Does setting MQGMO_SYNCPOINT is only related to my program's invocation ?
(because similar programs running parallely will also be putting messages on the same queue and those messages should not gett affected by my program's SYNCPOINT.)
public void sendMsg() {
MQQueue queue = null;
MQQueueManager queueManager = null;
MQMessage mqMessage = null;
MQPutMessageOptions pmo = null;
System.out.println("Entering..");
try {
MQEnvironment.hostname = "x.x.x.x";
MQEnvironment.channel = "xxx.SVRCONN";
MQEnvironment.port = 9999;
queueManager = new MQQueueManager("XXXQMANAGER");
int openOptions = MQConstants.MQOO_OUTPUT;
queue = queueManager.accessQueue("XXX_QUEUENAME", openOptions, null, null, null);
pmo = new MQPutMessageOptions();
pmo.options = CMQC.MQGMO_SYNCPOINT;
String input = "testing";
System.out.println("sending messages....");
for (int i = 0; i < 10; i++) {
input = input + ": " + i;
mqMessage = new MQMessage();
mqMessage.writeString(input);
System.out.println("Putting message: " + i);
queue.put(mqMessage, pmo);
}
queueManager.commit();
System.out.println("Exiting..");
} catch (Exception e) {
e.printStackTrace();
try {
System.out.println("rolling back messages");
if (queueManager != null)
queueManager.backout();
} catch (MQException e1) {
e1.printStackTrace();
}
} finally {
try {
if (queue != null)
queue.close();
if (queueManager != null)
queueManager.close();
} catch (MQException e) {
e.printStackTrace();
}
}
}
WMQ supports both local and global (XA) units of work.

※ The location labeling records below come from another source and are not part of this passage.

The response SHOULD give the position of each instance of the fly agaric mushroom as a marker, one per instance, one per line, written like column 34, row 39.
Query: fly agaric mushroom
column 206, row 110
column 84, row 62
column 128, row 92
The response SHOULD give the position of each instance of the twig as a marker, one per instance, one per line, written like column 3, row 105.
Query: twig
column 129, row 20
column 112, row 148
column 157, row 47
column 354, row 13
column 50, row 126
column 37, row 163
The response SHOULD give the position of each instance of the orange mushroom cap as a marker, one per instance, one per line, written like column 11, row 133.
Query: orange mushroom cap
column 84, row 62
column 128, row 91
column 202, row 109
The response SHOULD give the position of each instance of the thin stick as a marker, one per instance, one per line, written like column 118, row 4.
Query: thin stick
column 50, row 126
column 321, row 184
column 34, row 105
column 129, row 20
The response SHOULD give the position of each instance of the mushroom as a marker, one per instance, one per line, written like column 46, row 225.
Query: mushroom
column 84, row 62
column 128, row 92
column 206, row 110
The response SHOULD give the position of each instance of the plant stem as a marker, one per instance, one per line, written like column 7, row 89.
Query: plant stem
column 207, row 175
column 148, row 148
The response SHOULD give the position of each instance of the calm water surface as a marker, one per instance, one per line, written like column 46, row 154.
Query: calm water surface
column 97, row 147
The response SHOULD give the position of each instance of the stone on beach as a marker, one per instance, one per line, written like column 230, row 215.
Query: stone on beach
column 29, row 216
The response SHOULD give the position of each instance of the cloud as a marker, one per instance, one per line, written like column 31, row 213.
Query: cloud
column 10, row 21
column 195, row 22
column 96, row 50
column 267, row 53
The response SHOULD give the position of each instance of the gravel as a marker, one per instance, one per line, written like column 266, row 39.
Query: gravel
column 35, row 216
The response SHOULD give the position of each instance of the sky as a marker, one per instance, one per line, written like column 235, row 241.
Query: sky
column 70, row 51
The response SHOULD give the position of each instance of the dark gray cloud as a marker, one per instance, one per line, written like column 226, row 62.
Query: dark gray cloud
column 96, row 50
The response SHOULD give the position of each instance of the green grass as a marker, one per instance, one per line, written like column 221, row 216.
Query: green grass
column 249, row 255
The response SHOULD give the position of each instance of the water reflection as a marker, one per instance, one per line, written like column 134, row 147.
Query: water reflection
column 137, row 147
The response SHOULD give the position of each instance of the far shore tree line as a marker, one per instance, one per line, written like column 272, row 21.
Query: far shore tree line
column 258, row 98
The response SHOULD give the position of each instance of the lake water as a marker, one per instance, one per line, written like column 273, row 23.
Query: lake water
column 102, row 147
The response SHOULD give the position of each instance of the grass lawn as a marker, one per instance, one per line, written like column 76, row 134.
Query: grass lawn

The local units of work are available simply by specifying the option. Global XA transactions require a transaction manager, as mentioned by keithkreissl in another answer.
For what you described, a POJO doing messaging under syncpoint, specify MQC.MQGMO_SYNCPOINT in your MQGetMessageOptions. When you are ready to commit, issue the MQQManager.commit() or MQQManager.backout() call.
Note that the response and doc provided by ggrandes refers to the JMS and not Java classes. The Java classes use Java equivalents of the WMQ procedural API, can support many threads (doc) and even provide connection pooling (doc). Please refer to the Java documentation rather than the JMS documentation for the correct behavior. Also, I've linked to the WMQ V7.5 documentation which goes with the latest WMQ Java V7.5 client. The later clients have a lot more local functionality (tracing, flexible install path, MQClient.ini, etc.) and work with back-level QMgrs. It is highly recommended to be using the latest client and the download is free.
you only need to create a session with transaction enabled.
Session session;
// ...
boolean transacted = true;
session = connection.createSession(transacted, Session.AUTO_ACKNOWLEDGE);
try {
// ...do things...
session.commit();
} catch (Exception e) {
session.rollback();
}
// ...
WARN-NOTE: Sessions are not thread-safe ;-)
Doc Websphere MQ/JMS
If you have access to a transaction manager and more importantly an XATransaction wired up to your MQ access, you can start a transaction at the beginning of your message processing put all the messages on the queue then commit the transaction. Using the XATransactions it will not put any messages until the transaction commits. If you don't have access to that, you can do a little more plumbing by placing your messages in a local data object, wrap your code in a try/catch if no exceptions iterate through the local data object sending the messages. The issue with the later approach is that it will commit all your other processing but if a problem occurs in the sending of messages your other processing will not be rolled back.